Tuesday evening, there were small, isolated showers passing all around us. We looked out the front door and saw rain falling over town, plus a rainbow. The rainbow dissipated as the shower moved to the north, but it was followed by another shower, and another rainbow. This is a series of images I took as the showers and rainbows paraded by over town.


The rain was falling in bands, so the rainbows themselves were banded.

Although the weather forecasters expected a lot of rain from the storm, we got very little. Fortunately, with the earlier, heavy rain from a few days ago, we have pretty much caught up on precipitation for a while. I have been trying to prepare the furthest reaches of our front yard for planting grass. Now the ground will be far too muddy to work for several days. That’s OK, because I need to do some more work in the house anyway.

Thursday Sky

We had a nice shower Thursday evening, the first rain we’ve had in, well, I can’t remember. A long time. The temperature dropped 20 degrees to 64F in just a few minutes. We had a high of 89F on Thursday, according to our thermometer. It’s supposed to reach into the mid-90s by the weekend.

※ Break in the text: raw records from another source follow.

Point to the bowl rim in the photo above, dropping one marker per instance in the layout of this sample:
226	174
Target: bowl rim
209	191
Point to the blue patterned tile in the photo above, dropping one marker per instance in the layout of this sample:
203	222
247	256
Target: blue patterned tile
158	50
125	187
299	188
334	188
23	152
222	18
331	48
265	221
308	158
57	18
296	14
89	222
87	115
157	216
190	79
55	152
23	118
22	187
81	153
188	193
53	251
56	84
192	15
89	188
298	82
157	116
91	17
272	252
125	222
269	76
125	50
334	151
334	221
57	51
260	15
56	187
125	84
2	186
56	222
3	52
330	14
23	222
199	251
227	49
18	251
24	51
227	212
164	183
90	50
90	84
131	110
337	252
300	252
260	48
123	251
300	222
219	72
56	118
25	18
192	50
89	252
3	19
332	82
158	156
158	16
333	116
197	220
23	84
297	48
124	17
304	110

We ended up with a half an inch of rain, and a rainbow.

The fainter, secondary bow was visible. I zoomed to try to get a better shot.

 

Contrails and a sundog

Saturday morning just after 10 the eastern sky seemed to be full of contrails. There was also a faint parhelion, or sundog.

Shooting into the sun is not a great way to get much detail, but this worked fairly well. The sundog is a little to the left of the sun (about 22°, exactly where it should be). The small, bright blue dot further to the left and down a little is apparently an artifact of the lens of my iPhone.

I haven’t seen quite this many contrails at one time around here. We are close to some flight paths to the Atlanta airport, so airliners often fly overhead. Delta flies almost directly over our house on the Huntsville-Atlanta route; I once actually saw our old house from a Huntsville-Atlanta leg on my way out to California. Contrails usually dissipate before many more planes fly over, but not Saturday morning.

This sundog was a little higher in the sky than one usually sees. They are fairly common if you know when and where to look, usually seen in early morning or late afternoon, fairly close to the horizon. They are usually formed by plate-shaped ice crystals, which tend to orient themselves horizontally as they fall through the atmosphere. The sun’s rays have to pass through them edgewise to form the partial 22° halo, of which the sundog is a part. In order to see them at higher sun elevations, the crystals have to be column-shaped so that they have random orientations as they fall. If the ice crystals are randomly oriented at least some fraction will be at the right orientation to let sunlight pass through them so that a sundog will be visible. And so it was last Saturday.

I love looking out our windows.

Some sky shots

I bought a tub enclosure for the new house Thursday afternoon (Nov 12). This is what I saw as I was leaving.

sundog2

There is a nice sundog on the right. There were no clouds to the left of the sun, so no sundog there. There is a hint of color above the sun which may be a camera artifact, although it seems to appear in cloud areas and (perhaps) not in clear sky. If the clouds had had the right mix of ice crystals, the sundog could have extended up into the clouds above it. The clouds obviously contained mostly hexagonal flat plates, which tend to orient themselves horizontally so that the sunlight passes through them along the hexagonal edges, dispersing the colored light only in limited directions. The “right” crystals would have included a significant percentage of hexagonal columns, which have no preferred orientation and can thus disperse the light into more directions. Anyway, it was nice.

On Sunday morning Leah told me to go onto the deck and see the sunrise.

sunrise16nov2015

I shot this with our little Nikon point-and-shoot. I wonder if the iPhone would have done a better job with exposure, since it seems to have a wider dynamic range. The bright areas might not have washed out.